M.

M. comenzó a comerse las uñas ya desde muy joven. La primera vez que alguien le increpó por ello, ni siquiera sabía que era eso lo que hacía. ¿Comerse las uñas? ¡Él no se comía las uñas! Simplemente se las rebanaba... a ras de dedo. Ni más, ni menos. Y lo mismo hacía con la piel de alrededor, con la dosis correspondiente de dolor y masoquismo; los propios dientes pueden ser un instrumento de tortura fabuloso. De todas formas ha de decirse que no es para tanto, ya que conserva, a día de hoy, todos los dedos en perfecto estado.
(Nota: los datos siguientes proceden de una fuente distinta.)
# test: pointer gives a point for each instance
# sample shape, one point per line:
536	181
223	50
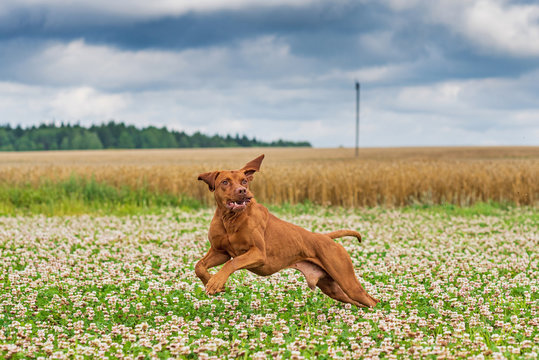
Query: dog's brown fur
244	235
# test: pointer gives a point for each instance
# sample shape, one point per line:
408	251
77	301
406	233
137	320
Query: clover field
452	284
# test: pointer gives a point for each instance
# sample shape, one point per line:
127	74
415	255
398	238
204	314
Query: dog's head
231	187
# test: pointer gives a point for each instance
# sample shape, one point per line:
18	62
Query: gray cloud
431	72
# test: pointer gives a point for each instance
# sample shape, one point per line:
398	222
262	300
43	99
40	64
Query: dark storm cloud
432	63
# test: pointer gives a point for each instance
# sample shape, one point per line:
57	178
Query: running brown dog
244	235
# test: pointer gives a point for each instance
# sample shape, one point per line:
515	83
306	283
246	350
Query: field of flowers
452	285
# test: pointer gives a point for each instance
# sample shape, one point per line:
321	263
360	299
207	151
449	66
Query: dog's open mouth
238	204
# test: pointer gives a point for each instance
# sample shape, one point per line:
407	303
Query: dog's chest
233	245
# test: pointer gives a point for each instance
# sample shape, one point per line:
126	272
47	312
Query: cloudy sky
447	72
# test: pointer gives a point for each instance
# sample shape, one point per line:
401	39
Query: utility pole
357	118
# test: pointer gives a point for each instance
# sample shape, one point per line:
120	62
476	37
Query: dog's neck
233	219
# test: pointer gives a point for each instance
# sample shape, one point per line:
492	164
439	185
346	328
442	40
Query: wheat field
379	176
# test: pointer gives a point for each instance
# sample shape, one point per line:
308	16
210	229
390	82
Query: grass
77	195
380	177
93	286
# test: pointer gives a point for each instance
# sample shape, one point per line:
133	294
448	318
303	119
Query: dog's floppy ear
252	166
209	178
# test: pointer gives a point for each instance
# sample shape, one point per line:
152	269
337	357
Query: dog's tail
341	233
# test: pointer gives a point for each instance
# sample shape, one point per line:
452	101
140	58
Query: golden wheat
389	177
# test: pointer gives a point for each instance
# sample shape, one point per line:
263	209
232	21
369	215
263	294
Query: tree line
118	136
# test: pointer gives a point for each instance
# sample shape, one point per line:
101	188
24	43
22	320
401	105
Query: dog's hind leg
316	276
337	263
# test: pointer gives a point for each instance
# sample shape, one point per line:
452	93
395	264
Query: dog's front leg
253	258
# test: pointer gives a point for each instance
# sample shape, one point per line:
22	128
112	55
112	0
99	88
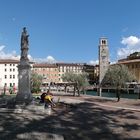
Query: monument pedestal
24	92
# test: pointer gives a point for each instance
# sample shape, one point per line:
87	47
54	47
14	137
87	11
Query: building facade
133	64
8	73
49	72
76	68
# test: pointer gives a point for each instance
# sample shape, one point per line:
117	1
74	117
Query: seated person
48	99
42	97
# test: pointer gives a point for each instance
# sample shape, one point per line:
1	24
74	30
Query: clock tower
103	59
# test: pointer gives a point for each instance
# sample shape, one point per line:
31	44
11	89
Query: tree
36	81
80	80
117	76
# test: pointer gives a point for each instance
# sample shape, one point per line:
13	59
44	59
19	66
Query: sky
69	30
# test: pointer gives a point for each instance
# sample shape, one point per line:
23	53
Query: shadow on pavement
84	121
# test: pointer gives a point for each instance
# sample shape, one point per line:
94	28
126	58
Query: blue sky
69	30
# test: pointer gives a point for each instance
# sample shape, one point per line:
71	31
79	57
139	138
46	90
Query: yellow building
133	64
49	72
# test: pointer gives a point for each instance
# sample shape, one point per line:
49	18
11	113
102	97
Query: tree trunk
118	93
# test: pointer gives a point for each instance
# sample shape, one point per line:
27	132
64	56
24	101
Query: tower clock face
103	52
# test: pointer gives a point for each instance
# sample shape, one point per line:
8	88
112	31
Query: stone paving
79	118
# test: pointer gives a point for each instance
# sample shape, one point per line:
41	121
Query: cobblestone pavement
78	118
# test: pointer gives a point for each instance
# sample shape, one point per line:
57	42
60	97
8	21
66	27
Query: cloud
48	59
94	62
132	44
4	55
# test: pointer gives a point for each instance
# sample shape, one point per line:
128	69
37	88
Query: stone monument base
24	97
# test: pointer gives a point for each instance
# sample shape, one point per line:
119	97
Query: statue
24	43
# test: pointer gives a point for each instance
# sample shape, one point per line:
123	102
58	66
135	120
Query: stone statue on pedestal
24	68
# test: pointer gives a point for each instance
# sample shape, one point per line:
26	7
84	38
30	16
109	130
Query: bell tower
103	59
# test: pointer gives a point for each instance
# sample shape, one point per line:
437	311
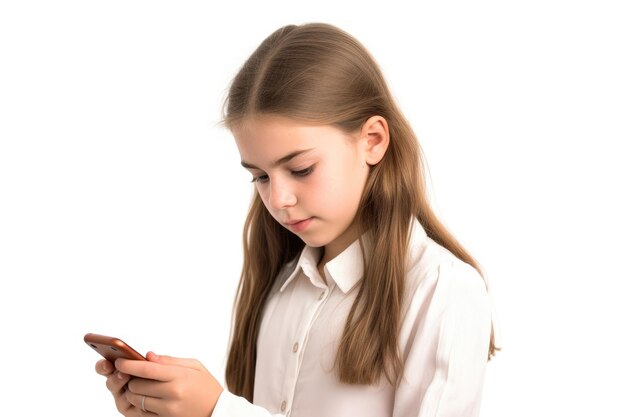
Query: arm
447	350
172	387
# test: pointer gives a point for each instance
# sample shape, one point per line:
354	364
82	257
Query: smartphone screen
111	348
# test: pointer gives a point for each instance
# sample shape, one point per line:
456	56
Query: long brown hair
318	73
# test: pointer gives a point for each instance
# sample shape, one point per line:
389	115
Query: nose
282	194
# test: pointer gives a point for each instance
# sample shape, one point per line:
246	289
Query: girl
354	300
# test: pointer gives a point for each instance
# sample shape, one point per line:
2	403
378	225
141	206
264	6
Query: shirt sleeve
446	346
231	405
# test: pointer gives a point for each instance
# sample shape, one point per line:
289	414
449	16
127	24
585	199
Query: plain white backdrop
122	199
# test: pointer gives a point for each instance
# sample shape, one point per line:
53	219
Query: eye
303	172
261	178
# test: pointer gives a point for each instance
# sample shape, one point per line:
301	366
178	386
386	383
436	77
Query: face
310	177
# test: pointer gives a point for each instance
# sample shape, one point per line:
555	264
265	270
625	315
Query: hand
116	383
173	387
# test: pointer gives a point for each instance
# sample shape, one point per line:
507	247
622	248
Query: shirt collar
346	269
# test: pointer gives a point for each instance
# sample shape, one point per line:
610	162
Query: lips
298	226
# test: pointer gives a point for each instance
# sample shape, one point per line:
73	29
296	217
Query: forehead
273	136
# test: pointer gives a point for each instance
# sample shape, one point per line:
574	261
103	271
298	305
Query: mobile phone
111	348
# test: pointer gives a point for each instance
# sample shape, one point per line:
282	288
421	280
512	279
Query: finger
170	360
147	369
116	382
142	403
104	367
151	388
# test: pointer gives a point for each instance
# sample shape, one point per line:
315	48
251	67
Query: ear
375	136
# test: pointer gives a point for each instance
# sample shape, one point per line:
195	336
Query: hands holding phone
161	385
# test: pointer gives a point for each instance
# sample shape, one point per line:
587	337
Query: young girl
354	300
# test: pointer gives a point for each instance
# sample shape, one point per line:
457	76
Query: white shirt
444	340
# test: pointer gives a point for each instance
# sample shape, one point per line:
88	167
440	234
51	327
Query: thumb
173	361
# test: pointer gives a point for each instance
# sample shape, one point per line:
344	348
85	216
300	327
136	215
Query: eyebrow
280	161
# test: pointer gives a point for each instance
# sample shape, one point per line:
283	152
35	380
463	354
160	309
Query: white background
122	199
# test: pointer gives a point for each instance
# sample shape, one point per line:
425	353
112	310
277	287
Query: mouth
297	226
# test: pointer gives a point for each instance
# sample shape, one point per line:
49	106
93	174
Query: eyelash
301	173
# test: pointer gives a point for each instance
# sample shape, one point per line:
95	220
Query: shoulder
434	273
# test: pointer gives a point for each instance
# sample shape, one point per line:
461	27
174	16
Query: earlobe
375	132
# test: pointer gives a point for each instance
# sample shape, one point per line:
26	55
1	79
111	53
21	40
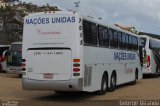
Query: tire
104	85
112	82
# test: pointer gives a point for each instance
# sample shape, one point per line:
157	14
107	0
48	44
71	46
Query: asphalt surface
11	91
Con el tiempo, a M. las uñas se le quedaron cortas, y no única ni principalmente en un sentido literal. Por lo que aunque continuó con esta desagradable manía, se vió obligado a buscar alguna otra cosa con la que entretenerse, dando durante su búsqueda y por desgracia con algo mucho más sustancial: se encontró a sí mismo. Así que de vez en cuando, al mirarse en el espejo y darse cuenta de que todo va bien, como quien se mira las uñas y detecta que han crecido lo suficiente como para volver a convertirlas en víctimas, M. siente la necesidad de arrancarse un poco de su propio ser, de astillarlo ligeramente, con la seguridad del dolor que esto le producirá y de que sin duda, todo volverá a su sitio pasados unos días.